You may have heard a commonly propagated straw man attack committed against efforts to address climate change. Critics will often charge that people concerned about climate change are really just socialists looking to take our freedom away. There’s a lot going on here and its worth pointing out the fallacies are gregarious. It is quite possible to commit more than one at a time. So, you might also notice an element of ad hominem in this example where reasons for taking climate seriously get ignored in favor of attacking the people trying to take climate seriously. This sheds some light on the old quip that lies travel half way around the world before the truth gets its shoes on. It takes lots more work to diagnose and filter out fallacies than it does to commit and propagate them. But aside from the ad hominem attack, this notion that people who want to see action on climate change are just big government lovers includes a straw man fallacy. It is easy and appealing to attack the socialist idea of government taking over the economy.
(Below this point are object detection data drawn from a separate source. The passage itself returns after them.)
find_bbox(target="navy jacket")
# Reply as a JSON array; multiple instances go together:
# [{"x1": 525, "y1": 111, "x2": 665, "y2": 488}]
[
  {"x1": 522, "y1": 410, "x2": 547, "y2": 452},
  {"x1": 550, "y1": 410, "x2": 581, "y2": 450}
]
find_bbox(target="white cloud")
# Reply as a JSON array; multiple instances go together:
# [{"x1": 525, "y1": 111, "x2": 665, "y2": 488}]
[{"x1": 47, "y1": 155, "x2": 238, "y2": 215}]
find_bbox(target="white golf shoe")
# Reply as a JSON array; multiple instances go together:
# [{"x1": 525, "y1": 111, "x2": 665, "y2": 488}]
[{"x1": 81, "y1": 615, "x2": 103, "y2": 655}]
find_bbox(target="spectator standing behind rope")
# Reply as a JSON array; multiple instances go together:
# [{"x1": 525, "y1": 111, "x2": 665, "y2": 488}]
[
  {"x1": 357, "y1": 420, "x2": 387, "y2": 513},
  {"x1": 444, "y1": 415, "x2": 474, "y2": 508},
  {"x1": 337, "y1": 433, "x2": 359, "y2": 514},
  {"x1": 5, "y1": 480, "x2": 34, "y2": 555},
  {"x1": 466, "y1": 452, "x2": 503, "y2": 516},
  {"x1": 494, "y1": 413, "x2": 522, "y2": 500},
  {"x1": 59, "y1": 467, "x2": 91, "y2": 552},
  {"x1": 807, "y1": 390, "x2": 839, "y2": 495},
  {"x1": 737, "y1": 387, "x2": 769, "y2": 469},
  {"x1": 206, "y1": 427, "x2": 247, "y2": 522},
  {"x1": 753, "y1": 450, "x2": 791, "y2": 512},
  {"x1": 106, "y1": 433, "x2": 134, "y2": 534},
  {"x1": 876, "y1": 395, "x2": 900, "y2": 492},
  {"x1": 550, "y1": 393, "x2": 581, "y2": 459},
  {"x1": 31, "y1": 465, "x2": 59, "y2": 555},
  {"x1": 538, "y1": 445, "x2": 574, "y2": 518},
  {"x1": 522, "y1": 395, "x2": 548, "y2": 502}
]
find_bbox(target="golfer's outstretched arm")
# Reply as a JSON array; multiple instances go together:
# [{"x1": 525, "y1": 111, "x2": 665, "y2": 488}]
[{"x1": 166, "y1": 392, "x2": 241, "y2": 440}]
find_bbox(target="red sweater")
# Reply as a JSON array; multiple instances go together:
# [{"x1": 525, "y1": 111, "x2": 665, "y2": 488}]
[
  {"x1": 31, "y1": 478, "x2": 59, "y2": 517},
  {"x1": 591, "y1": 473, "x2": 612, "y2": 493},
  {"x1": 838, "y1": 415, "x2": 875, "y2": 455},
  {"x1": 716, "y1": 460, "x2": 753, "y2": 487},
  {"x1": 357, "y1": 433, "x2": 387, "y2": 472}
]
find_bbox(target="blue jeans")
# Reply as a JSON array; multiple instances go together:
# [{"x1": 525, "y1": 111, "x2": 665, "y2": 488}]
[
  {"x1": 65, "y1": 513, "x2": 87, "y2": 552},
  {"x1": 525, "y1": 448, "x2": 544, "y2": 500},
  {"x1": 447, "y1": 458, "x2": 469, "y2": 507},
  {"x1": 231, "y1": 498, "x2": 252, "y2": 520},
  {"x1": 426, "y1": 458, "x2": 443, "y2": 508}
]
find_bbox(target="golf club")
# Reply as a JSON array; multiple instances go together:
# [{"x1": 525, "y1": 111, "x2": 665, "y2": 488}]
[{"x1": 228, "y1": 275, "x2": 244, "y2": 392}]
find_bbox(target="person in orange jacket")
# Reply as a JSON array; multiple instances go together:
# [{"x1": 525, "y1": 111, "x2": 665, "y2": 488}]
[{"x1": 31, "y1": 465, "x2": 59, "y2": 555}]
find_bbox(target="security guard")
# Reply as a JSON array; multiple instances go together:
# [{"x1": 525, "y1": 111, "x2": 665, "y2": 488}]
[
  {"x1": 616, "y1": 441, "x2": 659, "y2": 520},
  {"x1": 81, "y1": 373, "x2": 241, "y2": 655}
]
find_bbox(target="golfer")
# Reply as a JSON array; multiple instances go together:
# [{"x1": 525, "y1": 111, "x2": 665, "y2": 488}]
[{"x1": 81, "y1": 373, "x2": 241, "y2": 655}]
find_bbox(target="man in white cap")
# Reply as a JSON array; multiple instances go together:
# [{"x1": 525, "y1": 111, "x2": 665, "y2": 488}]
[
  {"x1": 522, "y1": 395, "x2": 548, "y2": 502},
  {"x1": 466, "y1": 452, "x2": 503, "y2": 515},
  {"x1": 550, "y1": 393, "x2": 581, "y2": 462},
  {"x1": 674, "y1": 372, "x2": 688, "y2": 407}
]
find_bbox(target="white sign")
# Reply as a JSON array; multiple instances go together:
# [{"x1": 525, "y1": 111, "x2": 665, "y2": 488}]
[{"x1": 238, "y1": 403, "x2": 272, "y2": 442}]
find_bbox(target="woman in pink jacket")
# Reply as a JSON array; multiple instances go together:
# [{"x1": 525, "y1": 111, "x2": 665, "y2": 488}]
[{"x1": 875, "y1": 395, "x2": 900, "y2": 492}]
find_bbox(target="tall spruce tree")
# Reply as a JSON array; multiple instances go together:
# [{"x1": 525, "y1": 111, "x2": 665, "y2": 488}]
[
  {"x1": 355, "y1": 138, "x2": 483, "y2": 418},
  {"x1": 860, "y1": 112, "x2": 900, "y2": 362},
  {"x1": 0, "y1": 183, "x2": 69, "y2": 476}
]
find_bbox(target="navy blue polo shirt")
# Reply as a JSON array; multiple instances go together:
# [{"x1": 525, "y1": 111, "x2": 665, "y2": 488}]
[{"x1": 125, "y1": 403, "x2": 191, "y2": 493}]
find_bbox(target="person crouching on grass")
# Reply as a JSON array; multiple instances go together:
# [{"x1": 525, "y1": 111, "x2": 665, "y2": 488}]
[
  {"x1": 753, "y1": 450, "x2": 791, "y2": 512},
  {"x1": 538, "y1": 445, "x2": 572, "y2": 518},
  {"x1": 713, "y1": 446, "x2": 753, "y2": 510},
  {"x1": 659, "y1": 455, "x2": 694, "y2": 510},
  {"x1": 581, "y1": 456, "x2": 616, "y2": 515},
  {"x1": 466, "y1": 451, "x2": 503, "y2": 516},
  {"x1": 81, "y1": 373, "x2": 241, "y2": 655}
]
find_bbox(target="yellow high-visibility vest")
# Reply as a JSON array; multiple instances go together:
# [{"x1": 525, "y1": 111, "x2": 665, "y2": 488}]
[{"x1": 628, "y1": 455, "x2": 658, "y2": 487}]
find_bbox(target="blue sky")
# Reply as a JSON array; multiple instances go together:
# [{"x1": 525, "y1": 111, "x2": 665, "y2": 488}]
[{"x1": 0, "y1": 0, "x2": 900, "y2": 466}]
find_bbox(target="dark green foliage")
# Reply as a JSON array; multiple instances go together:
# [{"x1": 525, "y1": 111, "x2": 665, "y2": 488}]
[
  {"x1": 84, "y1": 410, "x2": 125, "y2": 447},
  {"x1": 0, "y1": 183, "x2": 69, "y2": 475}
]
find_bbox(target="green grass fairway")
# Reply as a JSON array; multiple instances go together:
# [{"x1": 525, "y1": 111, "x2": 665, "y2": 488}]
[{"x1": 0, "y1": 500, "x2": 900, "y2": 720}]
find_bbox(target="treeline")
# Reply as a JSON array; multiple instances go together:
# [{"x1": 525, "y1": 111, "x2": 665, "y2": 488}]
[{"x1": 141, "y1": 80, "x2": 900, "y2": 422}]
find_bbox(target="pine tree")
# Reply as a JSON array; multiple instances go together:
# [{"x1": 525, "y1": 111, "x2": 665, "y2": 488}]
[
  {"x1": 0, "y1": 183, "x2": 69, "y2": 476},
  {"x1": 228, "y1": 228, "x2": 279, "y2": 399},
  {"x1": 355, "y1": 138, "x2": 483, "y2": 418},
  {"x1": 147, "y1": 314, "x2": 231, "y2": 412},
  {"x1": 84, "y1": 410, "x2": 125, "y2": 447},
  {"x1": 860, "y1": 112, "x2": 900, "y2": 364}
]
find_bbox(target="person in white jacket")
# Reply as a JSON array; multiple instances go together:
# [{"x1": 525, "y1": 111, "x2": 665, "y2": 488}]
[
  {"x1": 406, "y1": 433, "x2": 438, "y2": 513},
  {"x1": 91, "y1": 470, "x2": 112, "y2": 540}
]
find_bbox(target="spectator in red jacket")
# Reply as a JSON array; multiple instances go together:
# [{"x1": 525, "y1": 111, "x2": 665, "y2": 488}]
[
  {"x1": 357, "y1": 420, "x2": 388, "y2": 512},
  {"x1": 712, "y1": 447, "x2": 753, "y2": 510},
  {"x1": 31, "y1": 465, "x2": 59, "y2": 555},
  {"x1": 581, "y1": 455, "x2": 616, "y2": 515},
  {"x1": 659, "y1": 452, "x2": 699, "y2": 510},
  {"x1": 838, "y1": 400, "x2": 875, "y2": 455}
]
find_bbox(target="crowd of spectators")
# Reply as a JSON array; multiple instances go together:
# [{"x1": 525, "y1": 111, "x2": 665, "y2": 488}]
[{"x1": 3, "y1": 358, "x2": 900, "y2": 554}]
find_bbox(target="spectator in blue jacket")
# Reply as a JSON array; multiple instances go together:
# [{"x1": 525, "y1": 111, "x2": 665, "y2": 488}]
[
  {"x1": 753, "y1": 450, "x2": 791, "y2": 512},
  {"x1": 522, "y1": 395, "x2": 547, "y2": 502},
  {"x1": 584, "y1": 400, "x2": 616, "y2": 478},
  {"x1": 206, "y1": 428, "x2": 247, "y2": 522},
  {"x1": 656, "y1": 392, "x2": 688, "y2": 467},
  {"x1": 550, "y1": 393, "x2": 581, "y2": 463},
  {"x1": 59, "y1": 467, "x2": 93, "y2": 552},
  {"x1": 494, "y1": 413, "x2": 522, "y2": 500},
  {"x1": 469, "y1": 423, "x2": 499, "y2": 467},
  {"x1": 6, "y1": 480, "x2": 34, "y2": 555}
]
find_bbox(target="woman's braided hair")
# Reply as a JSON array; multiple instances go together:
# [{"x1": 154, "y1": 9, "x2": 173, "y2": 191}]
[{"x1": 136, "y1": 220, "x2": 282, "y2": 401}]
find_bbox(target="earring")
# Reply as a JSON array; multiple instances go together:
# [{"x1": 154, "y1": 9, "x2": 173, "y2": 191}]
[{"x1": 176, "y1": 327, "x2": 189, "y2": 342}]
It is not so easy to attack the idea that we have a serious problem in climate change and effective government action will be required to address it. Climate advocates are not arguing for socialism, a complete government take over of the economy. They are arguing for government and business to work together to move us rapidly towards a sustainable economy, one that is based on renewable energy instead of fossil fuels, sustainable agriculture instead of deforestation, etc. Who owns and operates the industries of the future is simply not what is at issue, though many climate activists will be quick to point out the entrepreneurial opportunities in shifting to a more sustainable economy. In light of the existential risk we face in climate change, the policy measures called for are much harder to argue against than the straw man of widely despised socialism.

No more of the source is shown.